In order to reverse these habits and rid thought of magic intuitions it is necessary to recognize that knowing that the intuition is not possible is not enough. Separate effort has to go into loosening the grip of the magic intuitions. And, I think was goes further than magic intuitions and superstitions, named by Risen, but applies also to many habits and thought patterns that we do not believe are rational but are comforting and therefore never corrected. It takes effort.

 

 

Cooperation of sight and sound

As a child you were probably taught to tell how far away lightening was. When there is a flash, you count with a particular rhythm until you hear the thunder and that is how many miles the lightening is away from you. Parents are not going to stop teaching this because it is something for a nervous child to do in a thunder storm and it convinces them that they are usually a safe distance from danger. But it only works for distant events.

Events that are close by are synchronized by the brain and consciously we collapse the vision and hearing clues both for time and space to make a single event. We are not conscious of a difference in the timing or of any slight difference in the placing of the event. A particular region of the brain does this aligning - “the superior colliculus, a midbrain region that functions imperatively for integrating auditory and visual signals for attending to and localizing audiovisual stimuli”. But if the difference is too large between the vision and hearing, the collapse into a single event does not happen.

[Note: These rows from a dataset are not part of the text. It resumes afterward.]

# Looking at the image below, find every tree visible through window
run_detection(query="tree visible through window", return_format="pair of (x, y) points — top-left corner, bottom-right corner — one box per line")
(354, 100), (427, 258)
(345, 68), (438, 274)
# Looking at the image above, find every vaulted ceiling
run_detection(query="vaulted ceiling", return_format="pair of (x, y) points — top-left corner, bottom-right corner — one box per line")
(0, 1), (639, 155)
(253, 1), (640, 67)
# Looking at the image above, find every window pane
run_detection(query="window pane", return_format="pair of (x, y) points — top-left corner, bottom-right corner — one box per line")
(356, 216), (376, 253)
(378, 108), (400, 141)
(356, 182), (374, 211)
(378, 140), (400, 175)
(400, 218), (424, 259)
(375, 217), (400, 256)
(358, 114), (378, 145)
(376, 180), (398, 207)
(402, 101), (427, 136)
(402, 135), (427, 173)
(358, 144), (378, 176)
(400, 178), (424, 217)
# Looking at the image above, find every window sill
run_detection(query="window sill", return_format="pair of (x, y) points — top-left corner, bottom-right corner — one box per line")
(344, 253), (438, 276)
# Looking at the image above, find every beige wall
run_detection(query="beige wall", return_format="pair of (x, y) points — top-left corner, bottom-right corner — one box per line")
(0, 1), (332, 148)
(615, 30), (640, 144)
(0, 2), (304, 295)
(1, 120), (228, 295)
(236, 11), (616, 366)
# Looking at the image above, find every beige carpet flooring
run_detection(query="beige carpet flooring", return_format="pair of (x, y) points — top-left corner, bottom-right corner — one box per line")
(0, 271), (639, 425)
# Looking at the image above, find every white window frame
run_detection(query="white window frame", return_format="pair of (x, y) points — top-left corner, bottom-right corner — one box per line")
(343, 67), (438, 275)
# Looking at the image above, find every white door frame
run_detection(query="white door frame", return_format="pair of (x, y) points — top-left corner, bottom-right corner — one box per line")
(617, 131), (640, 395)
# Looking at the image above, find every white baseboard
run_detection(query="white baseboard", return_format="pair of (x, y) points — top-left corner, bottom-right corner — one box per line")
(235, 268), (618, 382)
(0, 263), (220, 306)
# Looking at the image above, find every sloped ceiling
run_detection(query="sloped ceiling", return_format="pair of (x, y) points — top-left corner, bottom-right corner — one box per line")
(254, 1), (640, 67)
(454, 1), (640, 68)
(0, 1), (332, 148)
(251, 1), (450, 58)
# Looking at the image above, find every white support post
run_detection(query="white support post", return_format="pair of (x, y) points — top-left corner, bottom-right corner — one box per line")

However, we know that, even though it is not consciously experienced, the information about small differences in sound arrival can be used by blind humans to echo-locate by making continuous little clicking noises. Could it be that the discrepancy between sound and sight could be used in other ways? A recent paper (Jaekl P, Seidlitz J, Harris LR, Tadin D (2015) Audiovisual Delay as a Novel Cue to Visual Distance. PLoS ONE 10(10): e0141125. doi:10.1371/journal.pone.0141125) studies the effect of sound delays on the perception of distance. Like the lightening calculation, but it is done unconsciously.

Here is the abstract:

For audiovisual sensory events, sound arrives with a delay relative to light that increases with event distance. It is unknown, however, whether humans can use these ubiquitous sound delays as an information source for distance computation. Here, we tested the hypothesis that audiovisual delays can both bias and improve human perceptual distance discrimination, such that visual stimuli paired with auditory delays are perceived as more distant and are thereby an ordinal distance cue. In two experiments, participants judged the relative distance of two repetitively displayed three-dimensional dot clusters, both presented with sounds of varying delays. In the first experiment, dot clusters presented with a sound delay were judged to be more distant than dot clusters paired with equivalent sound leads. In the second experiment, we confirmed that the presence of a sound delay was sufficient to cause stimuli to appear as more distant. Additionally, we found that ecologically congruent pairing of more distant events with a sound delay resulted in an increase in the precision of distance judgments. A control experiment determined that the sound delay duration influencing these distance judgments was not detectable, thereby eliminating decision-level influence. In sum, we present evidence that audiovisual delays can be an ordinal cue to visual distance.